Avant 2006 : un forfait journalier 
Jusqu’en 2006, les SSIAD étaient financés par un forfait journalier dont le montant plafond était fixé par arrêté du ministre aux personnes âgées. En 2005, ces forfaits journalier plafonds étaient de 39,79€ pour les SSIAD publics et de 39,97€ pour les SSIAD privés.

En 2006 : Création d’une dotation globale de soins 
Le forfait journalier a été remplacé en 2006 par une dotation globale de soins (art R.314-138 du CASF). Les dépenses des SSIAD ont alors été financées par une dotation globale de soins qui tient compte des charges relatives :

  • à la rémunération des infirmiers libéraux ;
  • à la rémunération des salariés du service : psychologue ; infirmier, infirmier coordonnateur, aide-soignant, aide-médico-psychologique ;
  • aux frais de déplacement de ces personnels ;
  • aux charges relatives aux fournitures et au petit matériel médical (dont la liste est fixée par arrêté des ministres chargés de la sécurité sociale et de l’action sociale) ;
  • aux autres frais généraux de fonctionnement du service. 

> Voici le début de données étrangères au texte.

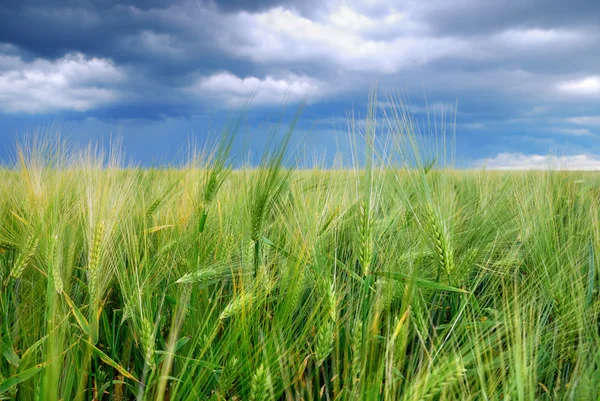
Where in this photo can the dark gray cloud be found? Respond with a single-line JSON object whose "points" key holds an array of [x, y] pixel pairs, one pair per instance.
{"points": [[520, 68]]}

A partir de 2008 : Réforme de la tarification En 2008, une étude a été lancée par la Direction générale de l’action sociale (DGAS) sur 36 SSIAD et 2 200 patients afin de déterminer les items qui caractérisaient les besoins en soins requis des patients.

L’étude à télécharger. (pdf - 2.7 Mo)

Les résultats de l’étude de 2008–2009 : L’étude menée en 2008 a montré des différences dans la répartition des ressources entre les services.

Si le coût moyen à la place (10 525 €) est proche de la valorisation à la place dans l’ONDAM (10 500 €), on constate une disparité dans les dotations. Les coûts varient de 1 136 € à 36 659 €. Un tiers des SSIAD ont une dotation inférieure au coût moyen (10 500 €) et plus d’un tiers des SSIAD ont une dotation au moins supérieure de 10% à leurs coûts.

Un nouveau modèle tarifaire en cours d’élaboration : Il a été proposé dans le cadre du processus de réforme et est actuellement soumis à la concertation.